Morbegno, Sophia Zaccaron ricorda la violenza subita: "Oggi denuncerei, no alla paura"

L'attrice parla dell'incubo vissuto quando era studentessa

Sophia Zaccaron

Sophia Zaccaron

Morbegno (Sondrio), 27 giugno 2019 -  «Avevo 15 anni, andavo a scuola in treno e, nel tragitto tra Ponte in Valtellina, dove risiedevo, e Morbegno dove frequentavo il liceo artistico Ferrari, sono stata violentata da 6 compagni di classe. Eravamo soli in treno, partito dalla stazione di Tirano, di mattina presto, uno di quei treni vecchi che viaggiavano con le porte aperte, senza luce...». È il racconto dell’incubo vissuto da Sophia Zaccaron, oggi attrice 28enne, di origini venete che ora risiede a Roma, dove lavora. Mentre la mamma Norma, operatrice culturale, continua a vivere a Ponte in Valtellina.

«Loro mi hanno immobilizzata, mi hanno drogata - ricorda la giovane che rivela la presunta aggressione (“presunta” perchè non fu mai presentata denuncia, ndr) a distanza di 13 anni - con qualche sostanza che non conosco, usando una siringa “conficcata” nel braccio e poi ho iniziato a perdere conoscenza. E, a quel punto, hanno abusato di me. Mi sono risvegliata, in uno stato di torpore, pressochè a Colico, oltre la stazione dove avrei dovuto scendere per recarmi alle lezioni, tutta nuda, sporca, i miei vestiti ammucchiati sotto il sedile.
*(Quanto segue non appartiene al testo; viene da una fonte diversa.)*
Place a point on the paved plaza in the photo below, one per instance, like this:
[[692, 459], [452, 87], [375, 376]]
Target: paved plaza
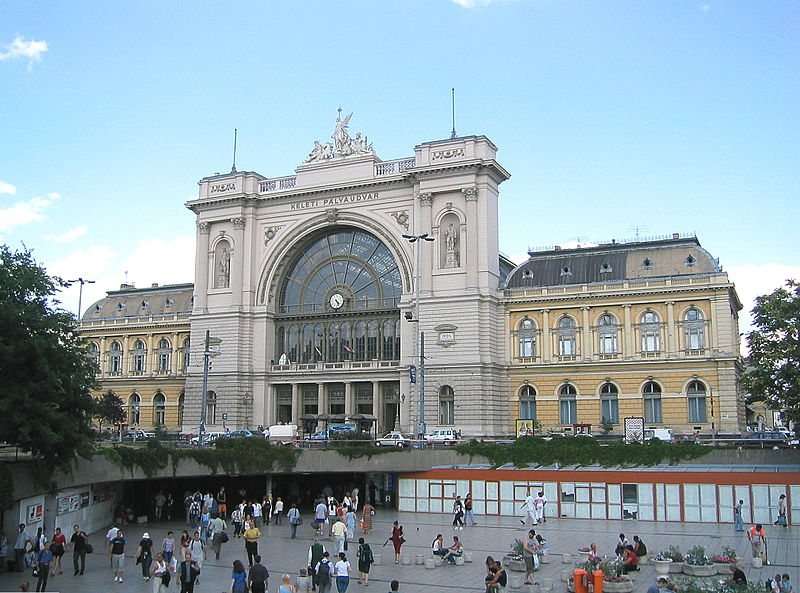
[[493, 536]]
Io mi sono ripresa, spaventata, mi sono rivestita in fretta e, appena in tempo, sono scesa dal treno, prima che ripartisse, uno di quei treni non come alcuni di quelli di oggi che hanno le telecamere all’interno dei vagoni...».
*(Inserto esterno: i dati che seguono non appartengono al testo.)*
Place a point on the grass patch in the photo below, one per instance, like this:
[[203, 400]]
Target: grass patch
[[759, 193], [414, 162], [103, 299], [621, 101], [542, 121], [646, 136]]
Ma perchè per noi incomprensibile la decisione di non denunciare, all’epoca, un fatto tanto grave? «Non ho detto nulla per anni. Non sono più andata a scuola, al liceo di Morbegno, finchè non mi sono poi trasferita da mio padre in Veneto. Ora, alla domanda se mi succedesse oggi, cosciente di ciò che vado consigliando, è difficile dire cosa farei. In ogni caso è una situazione complicata, soprattutto perchè mi ritrovo davanti a tante persone, troppe per reagire, ma se mi accadesse ora, di sicuro andrei alla Polizia». E va oltre: «Non lo farei diventare un caso mediatico perchè non mi interesserebbe avere visibilità, in quanto vittima e non mi importerebbe gettare onta su nessuno. Solo portare il caso in Tribunale e cercare di ottenere giustizia».

Perchè il video? «L’ho fatto - spiega Sophia - non per raccontare ciò che mi è successo fine a se stesso tanti anni fa, ma per fare capire a chi si ritrova a fare i conti con questa realtà che è la nostra reazione che cambia le cose. Che dobbiamo farci leoni e affrontare le avversità a testa alta, che la paura non fa altro che rallentare, erodere, bloccare l’autostima e dà la possibilità all’aggressore di agire indisturbato. È importante credere in noi stessi, farci valere e darci il rispetto che meritiamo».